Um noch mal vor vorn anzufangen. Mit ihm.
Als Jaden wach wurde, war das Zimmer leer. Aus der Ferne drang Gelächter an seine Ohren. Irgendetwas an dem Lachen war angenehm vertraut. Noch halb im Schlaf lauschte er einen Moment, streckte sich träge und gönnte sich noch ein wenig mehr Zeit, um richtig wach zu werden.
Dann wurde ihm plötzlich klar, wieso ihm das Lachen so vertraut vorkam.
Lyra.
Er sprang aus dem Bett und rannte auf den Flur.

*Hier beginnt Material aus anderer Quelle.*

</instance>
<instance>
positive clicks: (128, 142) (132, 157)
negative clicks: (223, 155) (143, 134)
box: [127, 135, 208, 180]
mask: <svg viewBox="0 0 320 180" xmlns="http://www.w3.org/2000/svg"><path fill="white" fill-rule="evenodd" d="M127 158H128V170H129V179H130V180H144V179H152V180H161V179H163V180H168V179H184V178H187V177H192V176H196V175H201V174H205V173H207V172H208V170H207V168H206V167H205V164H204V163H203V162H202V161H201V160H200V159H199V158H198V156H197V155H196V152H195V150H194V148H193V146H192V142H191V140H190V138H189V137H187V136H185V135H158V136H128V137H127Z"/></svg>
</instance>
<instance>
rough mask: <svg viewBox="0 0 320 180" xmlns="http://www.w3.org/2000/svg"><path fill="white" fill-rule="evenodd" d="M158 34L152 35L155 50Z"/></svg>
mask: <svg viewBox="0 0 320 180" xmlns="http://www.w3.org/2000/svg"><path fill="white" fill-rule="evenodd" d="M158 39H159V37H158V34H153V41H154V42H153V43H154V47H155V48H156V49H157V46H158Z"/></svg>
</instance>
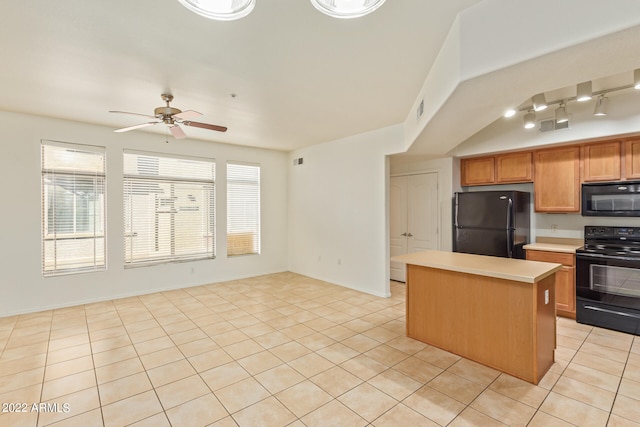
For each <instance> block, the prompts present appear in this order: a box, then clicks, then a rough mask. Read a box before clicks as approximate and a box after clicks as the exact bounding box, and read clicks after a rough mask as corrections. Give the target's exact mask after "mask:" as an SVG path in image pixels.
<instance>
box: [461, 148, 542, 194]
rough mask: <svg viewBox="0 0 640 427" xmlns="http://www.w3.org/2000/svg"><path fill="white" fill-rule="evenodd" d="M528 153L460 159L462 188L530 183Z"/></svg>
mask: <svg viewBox="0 0 640 427" xmlns="http://www.w3.org/2000/svg"><path fill="white" fill-rule="evenodd" d="M531 159H532V155H531V152H530V151H525V152H517V153H508V154H498V155H496V156H489V157H477V158H470V159H462V160H461V163H460V166H461V182H462V185H463V186H468V185H489V184H506V183H514V182H531V181H532V180H533V165H532V160H531Z"/></svg>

Der Flur war leer, aber jetzt konnte er von unten deutlich Stimmen hören. Wie es klang, war Lyra unten bei Lily, und die beiden verstanden sich prächtig. Das Gefühl der Erleichterung, das ihn durchflutete, war so intensiv, dass ihm fast die Beine eingeknickt wären. Er hatte schon geglaubt, dass die Lyra, die er gekannt hatte, für immer fort war, ersetzt durch eine leere Hülle, die nur noch ziellos dahindriftete.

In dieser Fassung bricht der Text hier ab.